HISTOIRE DE BRIGANDS


Un bruit de clefs. La porte s’ouvre. Le juge d’instruction m’envoie chercher.

Une suite d’escaliers, de couloirs, de longs corridors. Un garde municipal me sert de guide et, pour que je ne le perde pas sans doute dans ce dédale, il a la délicate attention de me passer le cabriolet. Encore des escaliers, des couloirs… nous arrivons dans l’étroite salle d’attente qui précède les cabinets des magistrats instructeurs. En face de nous une plaque avec ces mots : M. Anquetil, juge.

Nous pénétrons chez ce magistrat. Qu’inventera-t-il ?

Le personnage est effondré dans un fauteuil, l’air vanné. Il me fait lire par un greffier un long factum m’imputant ce crime : je suis affilié à une bande de malandrins.

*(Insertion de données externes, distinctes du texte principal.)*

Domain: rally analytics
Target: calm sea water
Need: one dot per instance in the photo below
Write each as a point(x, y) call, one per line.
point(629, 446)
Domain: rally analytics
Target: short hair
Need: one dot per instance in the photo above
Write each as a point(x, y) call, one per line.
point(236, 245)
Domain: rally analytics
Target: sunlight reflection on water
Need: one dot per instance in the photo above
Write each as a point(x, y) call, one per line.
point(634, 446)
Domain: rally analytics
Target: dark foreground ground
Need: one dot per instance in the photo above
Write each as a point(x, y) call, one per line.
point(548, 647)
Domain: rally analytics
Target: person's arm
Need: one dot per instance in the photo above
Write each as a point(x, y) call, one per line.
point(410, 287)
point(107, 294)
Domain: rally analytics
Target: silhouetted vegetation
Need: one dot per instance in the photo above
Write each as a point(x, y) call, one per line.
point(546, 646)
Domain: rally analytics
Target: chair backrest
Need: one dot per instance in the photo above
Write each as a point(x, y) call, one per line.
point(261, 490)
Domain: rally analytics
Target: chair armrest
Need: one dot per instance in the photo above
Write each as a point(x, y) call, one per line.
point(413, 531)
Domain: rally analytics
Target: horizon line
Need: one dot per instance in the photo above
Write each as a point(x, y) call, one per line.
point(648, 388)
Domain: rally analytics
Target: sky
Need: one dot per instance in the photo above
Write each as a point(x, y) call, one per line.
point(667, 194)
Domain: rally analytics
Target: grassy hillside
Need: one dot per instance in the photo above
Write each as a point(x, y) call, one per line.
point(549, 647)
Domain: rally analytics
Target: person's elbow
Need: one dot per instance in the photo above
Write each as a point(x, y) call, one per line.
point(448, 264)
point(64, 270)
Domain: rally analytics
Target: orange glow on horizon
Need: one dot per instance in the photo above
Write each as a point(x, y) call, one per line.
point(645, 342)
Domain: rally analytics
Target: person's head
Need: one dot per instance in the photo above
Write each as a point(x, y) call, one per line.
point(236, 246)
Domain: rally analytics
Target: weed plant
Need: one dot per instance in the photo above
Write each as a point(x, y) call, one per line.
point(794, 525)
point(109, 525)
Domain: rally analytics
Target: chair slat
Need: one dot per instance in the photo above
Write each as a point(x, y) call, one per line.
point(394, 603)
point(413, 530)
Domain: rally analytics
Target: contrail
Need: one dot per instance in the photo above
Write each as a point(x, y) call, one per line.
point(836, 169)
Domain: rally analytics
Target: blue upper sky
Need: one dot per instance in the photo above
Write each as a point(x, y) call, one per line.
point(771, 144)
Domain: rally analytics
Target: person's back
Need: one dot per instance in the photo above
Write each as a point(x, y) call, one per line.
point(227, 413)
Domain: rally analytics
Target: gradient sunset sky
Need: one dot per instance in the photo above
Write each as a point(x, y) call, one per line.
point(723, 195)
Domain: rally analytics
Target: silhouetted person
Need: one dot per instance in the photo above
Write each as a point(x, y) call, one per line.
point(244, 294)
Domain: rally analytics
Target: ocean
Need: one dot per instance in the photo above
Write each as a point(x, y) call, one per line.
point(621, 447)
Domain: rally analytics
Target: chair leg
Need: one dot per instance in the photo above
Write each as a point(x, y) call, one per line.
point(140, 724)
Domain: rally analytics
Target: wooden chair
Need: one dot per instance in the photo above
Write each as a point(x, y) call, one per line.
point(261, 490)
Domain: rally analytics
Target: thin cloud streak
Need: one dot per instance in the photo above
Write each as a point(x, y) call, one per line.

Au moins je sais à quoi m’en tenir. La trouvaille est originale. Et, comme je ne bronche pas, l’Anquetil, mâchonnant ses mots, m’interpelle :

— On a saisi chez vous des journaux révolutionnaires, des papiers… nous avons des preuves.

— Vraiment ?

— Il y a même une liste — une liste d’adresses !

Triomphalement il me la met sous les yeux ; c’est le répertoire des abonnés du journal !..

— Une liste d’adresses, insiste-t-il en agitant son papier, c’est grave. Pourquoi nier ?

— Je me le demande.

— D’ailleurs vos articles promettaient, vous avez tenu. Nous vous guettions. Nous établirons vos rapports avec des gens compromis. Vous expédiez de l’argent à des familles sans aveu. C’est concluant. Qu’avez-vous à répondre ?

— Rien.

Non, rien ! Car ce serait être dupe une fois de plus et cette fois-là ridiculement que de se prêter à ce jeu, que de croire à un reste de loyauté chez ces magistrats au regard fuyant qui vous interrogent… et qu’on juge.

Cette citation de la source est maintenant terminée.